15:55 KENNEDY: So there's this interesting proof of concept done by, ooh, I forgot the name, it's a European open source consortium, and the basic theme of this article is sort of exploring a response to the question of, "So I've heard Python is slow. Is it?" And I think it depends. So what they've done is they've created a multi-core, talked about how that could be hard to take advantage of, but here it is. Multi-core Python HTTP server that is much faster than Go. So you've heard a lot of people say, "Well, we're going to go to Go because its parallelism is so much better than Python and it's fast, so we can, y'know, do things fast." And of course, there's that big trade off with sort of the functionality and speed to market or speed to idea completion and so on, but this thing is like hey, and we can even go as fast or faster. So they compare it against actually two Go web servers, and it's faster than both of them. So what it is is these guys have gone and said, we've talked about this idea before, they said, "We want to go look at all the various C based, not Python, C based sort of coroutine libraries that'll let us write low level HTTP servers." And it turned out that there were not that many good options and the best option that they found was still slower than Go. So they're like, "Well, maybe this isn't going to work." But then it turned out they found this thing called LWAN, L-W-A-N, which is a C library, and they used Cython to create a Cython based web server that wraps it up and exposes it to Python.

17:33 OKKEN: Dude, neat!

17:34 KENNEDY: Cool, right? So basically, it's not really ready to ship or anything, it just validates the concept of creating a high performance thing with Cython and I think that's a big part of the article. So it says, "Here's some interesting things about Cython." It's both an optimizing static compiler and a hybrid language that gives you the ability to write Python code that can call back and forth with C and C++ really easy.

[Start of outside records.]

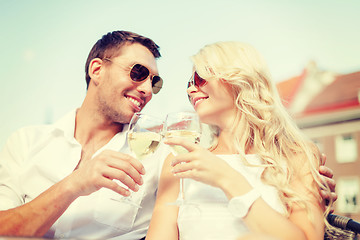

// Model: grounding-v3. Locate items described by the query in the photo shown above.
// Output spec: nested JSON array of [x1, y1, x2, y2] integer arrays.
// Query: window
[[335, 134, 358, 163], [335, 177, 360, 213]]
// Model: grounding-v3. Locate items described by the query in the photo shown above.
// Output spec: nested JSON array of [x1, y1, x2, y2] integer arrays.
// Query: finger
[[320, 153, 326, 166], [164, 137, 199, 152], [319, 166, 334, 178]]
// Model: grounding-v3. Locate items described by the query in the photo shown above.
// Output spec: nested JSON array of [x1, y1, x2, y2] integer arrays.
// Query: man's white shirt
[[0, 110, 169, 239]]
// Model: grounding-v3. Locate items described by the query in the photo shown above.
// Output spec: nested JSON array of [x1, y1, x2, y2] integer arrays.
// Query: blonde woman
[[147, 42, 330, 240]]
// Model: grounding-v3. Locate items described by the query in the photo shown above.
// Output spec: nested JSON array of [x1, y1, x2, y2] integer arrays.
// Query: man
[[0, 31, 162, 239], [0, 31, 338, 239]]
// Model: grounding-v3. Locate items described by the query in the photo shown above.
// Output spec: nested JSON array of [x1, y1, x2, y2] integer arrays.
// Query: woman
[[147, 42, 329, 240]]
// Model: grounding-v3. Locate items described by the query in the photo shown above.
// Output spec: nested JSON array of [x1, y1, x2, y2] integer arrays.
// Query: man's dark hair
[[85, 31, 161, 88]]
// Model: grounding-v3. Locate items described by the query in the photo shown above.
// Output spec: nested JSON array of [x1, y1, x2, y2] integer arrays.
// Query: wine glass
[[112, 113, 164, 208], [164, 112, 201, 205]]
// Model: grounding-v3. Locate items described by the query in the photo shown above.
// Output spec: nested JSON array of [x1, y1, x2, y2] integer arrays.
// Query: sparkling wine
[[128, 132, 161, 160], [165, 130, 200, 154]]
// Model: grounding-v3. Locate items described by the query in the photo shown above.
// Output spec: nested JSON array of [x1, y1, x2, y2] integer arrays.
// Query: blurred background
[[0, 0, 360, 220]]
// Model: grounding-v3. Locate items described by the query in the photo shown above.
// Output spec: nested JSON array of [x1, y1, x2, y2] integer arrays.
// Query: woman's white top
[[177, 155, 285, 240]]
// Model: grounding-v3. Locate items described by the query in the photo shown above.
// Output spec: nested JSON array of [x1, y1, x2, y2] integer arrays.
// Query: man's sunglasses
[[187, 72, 207, 88], [104, 58, 163, 94]]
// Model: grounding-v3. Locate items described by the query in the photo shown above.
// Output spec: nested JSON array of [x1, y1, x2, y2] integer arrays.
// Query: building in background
[[277, 62, 360, 221]]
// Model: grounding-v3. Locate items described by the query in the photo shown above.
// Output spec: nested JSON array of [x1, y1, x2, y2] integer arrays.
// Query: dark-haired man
[[0, 31, 162, 239]]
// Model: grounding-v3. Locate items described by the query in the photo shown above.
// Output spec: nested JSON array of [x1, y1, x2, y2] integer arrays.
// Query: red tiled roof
[[303, 72, 360, 115]]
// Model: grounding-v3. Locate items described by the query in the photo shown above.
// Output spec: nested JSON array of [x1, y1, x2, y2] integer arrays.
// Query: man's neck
[[74, 106, 124, 152]]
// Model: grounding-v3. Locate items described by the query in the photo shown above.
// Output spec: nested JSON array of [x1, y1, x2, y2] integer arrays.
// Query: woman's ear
[[88, 58, 103, 86]]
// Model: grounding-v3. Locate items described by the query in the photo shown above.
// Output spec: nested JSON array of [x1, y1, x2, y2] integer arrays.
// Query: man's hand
[[68, 150, 145, 196], [319, 154, 337, 212]]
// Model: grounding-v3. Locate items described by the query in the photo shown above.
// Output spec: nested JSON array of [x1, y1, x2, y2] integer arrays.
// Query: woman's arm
[[146, 154, 179, 240], [168, 140, 324, 240]]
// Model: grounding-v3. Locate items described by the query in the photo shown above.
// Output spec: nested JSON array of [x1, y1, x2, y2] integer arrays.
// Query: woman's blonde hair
[[191, 42, 329, 229]]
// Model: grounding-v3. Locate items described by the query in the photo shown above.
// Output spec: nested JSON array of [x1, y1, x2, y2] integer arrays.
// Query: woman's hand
[[165, 138, 248, 191], [319, 154, 337, 212]]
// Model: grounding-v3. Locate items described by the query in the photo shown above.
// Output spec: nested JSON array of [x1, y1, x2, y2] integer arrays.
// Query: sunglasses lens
[[130, 64, 150, 82], [194, 72, 206, 87], [152, 76, 163, 94]]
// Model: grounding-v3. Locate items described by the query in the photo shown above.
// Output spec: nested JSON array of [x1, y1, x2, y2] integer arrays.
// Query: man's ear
[[88, 58, 103, 86]]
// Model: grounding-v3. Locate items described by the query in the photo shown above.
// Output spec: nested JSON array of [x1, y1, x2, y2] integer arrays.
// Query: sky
[[0, 0, 360, 148]]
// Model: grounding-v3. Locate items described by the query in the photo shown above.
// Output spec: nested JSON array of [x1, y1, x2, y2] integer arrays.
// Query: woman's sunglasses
[[104, 58, 163, 94], [187, 72, 207, 88]]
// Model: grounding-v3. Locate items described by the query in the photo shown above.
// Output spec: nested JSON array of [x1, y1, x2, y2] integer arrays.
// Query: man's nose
[[137, 77, 152, 96]]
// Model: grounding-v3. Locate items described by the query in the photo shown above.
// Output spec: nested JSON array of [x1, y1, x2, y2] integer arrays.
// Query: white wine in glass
[[114, 113, 164, 208], [164, 112, 201, 205], [165, 130, 201, 154], [128, 132, 161, 160]]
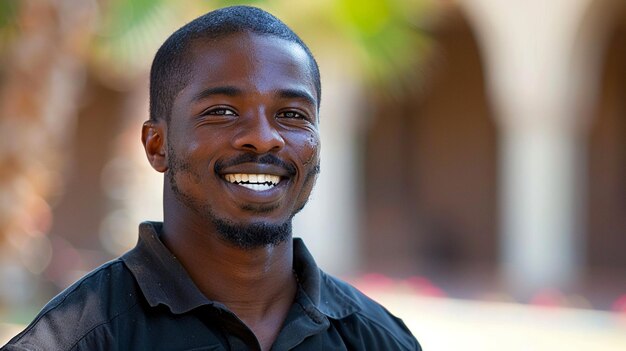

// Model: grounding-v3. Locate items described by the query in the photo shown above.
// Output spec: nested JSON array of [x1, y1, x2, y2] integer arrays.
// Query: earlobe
[[141, 121, 168, 173]]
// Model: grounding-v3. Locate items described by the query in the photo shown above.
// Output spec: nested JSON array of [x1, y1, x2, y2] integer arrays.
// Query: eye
[[276, 111, 306, 119], [202, 107, 237, 116]]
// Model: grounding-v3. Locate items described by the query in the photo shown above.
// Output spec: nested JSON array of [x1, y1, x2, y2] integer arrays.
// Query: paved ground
[[369, 291, 626, 351]]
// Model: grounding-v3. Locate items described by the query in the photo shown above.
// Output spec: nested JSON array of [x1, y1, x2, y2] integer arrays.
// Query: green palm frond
[[0, 0, 20, 54], [91, 0, 189, 81]]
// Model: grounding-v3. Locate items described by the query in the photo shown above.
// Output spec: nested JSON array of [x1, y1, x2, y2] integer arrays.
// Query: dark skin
[[142, 33, 319, 350]]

It has static type declarations that make Python code faster because it can do, like, it doesn't have to treat everything like a reference type, it can, y'know, put integers as integers on the stack, and whatnot. And the other thing is, it releases the GIL by just having like, a keyword in Cython. So you can say this part, actually, don't need the GIL, I'm doing this in C, leave me alone.

18:18 OKKEN: Hm, okay.

18:18 KENNEDY: Isn't it interesting how that actually hit so many of the things that Anthony brought up, right?

18:21 OKKEN: Yeah.

18:22 KENNEDY: The typing, optimizations, and the GIL stuff is all right there. So it generates super efficient C code that is then compiled into a Python module, so it's really great for wrapping up C libraries and exposing them to Python.

18:37 OKKEN: Hope they continue on with work on this.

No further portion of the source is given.